Lo sversamento da una piattaforma petrolifera a largo dell’isola tunisina di Kerkennah, circa 120 km da Lampedusa, mostra i rischi delle trivellazioni in mare: un incidente relativamente modesto ha deturpato le spiagge dell’isola, che vive di pesca e turismo. Un monito verso il referendum.
Nella notte tra il 12 e il 13 marzo un centinaio di km a Sud di Lampedusa, a largo dell’isola tunisina di Kerkennah, è successo un fatto, seppur passato quasi sotto silenzio, che dovrebbe far riflettere gli italiani in vista del referendum sulle trivellazioni in mare del 17 aprile.

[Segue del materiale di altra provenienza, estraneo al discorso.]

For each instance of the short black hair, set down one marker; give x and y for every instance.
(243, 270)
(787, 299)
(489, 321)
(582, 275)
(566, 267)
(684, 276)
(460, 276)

Un tubicino (pare di un centimetro di diametro) di una piattaforma, la Cercina 7 della società Thyna Petroleum Services si è rotto, a quanto riportano fonti di stampa tunisine che hanno interpellato il Ministero dell’Industria e dell’Energia di Tunisi in merito all’incidente.
Gli abitanti della località turistica la mattina di domenica 13 al loro risveglio hanno trovato le spiagge nere, imbrattate di greggio, come si vede dalle foto sotto pubblicate sulla pagina facebook “Kerkennah Islands” (messe in dubbio dal Ministero tunisino, che minimizza l’accaduto), ma anche dalle immagini meno inquietanti inviate dalla stessa compagnia petrolifera alla testata Africa Manager (qui).
Non è il primo incidente: una condotta della stessa piattaforma, situata a 7 km dalla costa, già nel 2010 aveva causato uno sversamento.
L’avvenimento, particolarmente scomodo per l’industria del petrolio a pochi giorni dal referendum del 17 aprile in Italia, è stato praticamente ignorato dai media. Ma a richiamare l’attenzione sulla “marea nera” è arrivata Legambiente, che in una nota chiede al Governo di intervenire affinché si faccia chiarezza sull’entità dei danni e sulle responsabilità.
L’incidente – denuncia l’associazione – è stato praticamente ignorato dalla stampa, escluso qualche sito tunisino che riporta che i ministeri tunisini della Salute e dell’Ambiente hanno aperto un’inchiesta per chiarire le responsabilità della società Thyna Petroleum Services, a cui sarebbe imputabile il danno. È stato messo in pratica il programma nazionale d’intervento rapido e, secondo le autorità tunisine, la situazione sarebbe sotto controllo e il danno relativo. “Ma per la società civile che risiede sull’isola, di cui sono stati ricoperti di greggio tre chilometri di spiaggia, è invece una vera e propria catastrofe ecologica e sociale. Le conseguenze dell’incidente sono, infatti, drammatiche per la popolazione dell’arcipelago che vive essenzialmente di pesca”, denuncia il comunicato.
“Non occorrono incidenti del genere per dimostrare che le attività di ricerca e di estrazione di idrocarburi possono avere un impatto rilevante sull’ecosistema marino – commenta la presidente di Legambiente Rossella Muroni – ma questi episodi drammatici fanno purtroppo da ulteriore monito sulle possibili conseguenze delle attività delle piattaforme. Anche le attività di routine possono, peraltro, rilasciare sostanze chimiche inquinanti e pericolose nell’ecosistema marino, come olii, greggio, metalli pesanti o altre sostanze contaminanti, con gravi conseguenze sull’ambiente circostante (si veda l’ultimo dossier di Greenpeace, ndr). ”
“Senza considerare – aggiunge la presidente di Legambiente – che i mari italiani sono mari ‘chiusi’ e un eventuale incidente nei pozzi petroliferi offshore o durante il trasporto di petrolio sarebbe fonte di danni incalcolabili con effetti immediati e a lungo termine su ambiente, qualità della vita e con ripercussioni gravissime sull’economia turistica e della pesca”.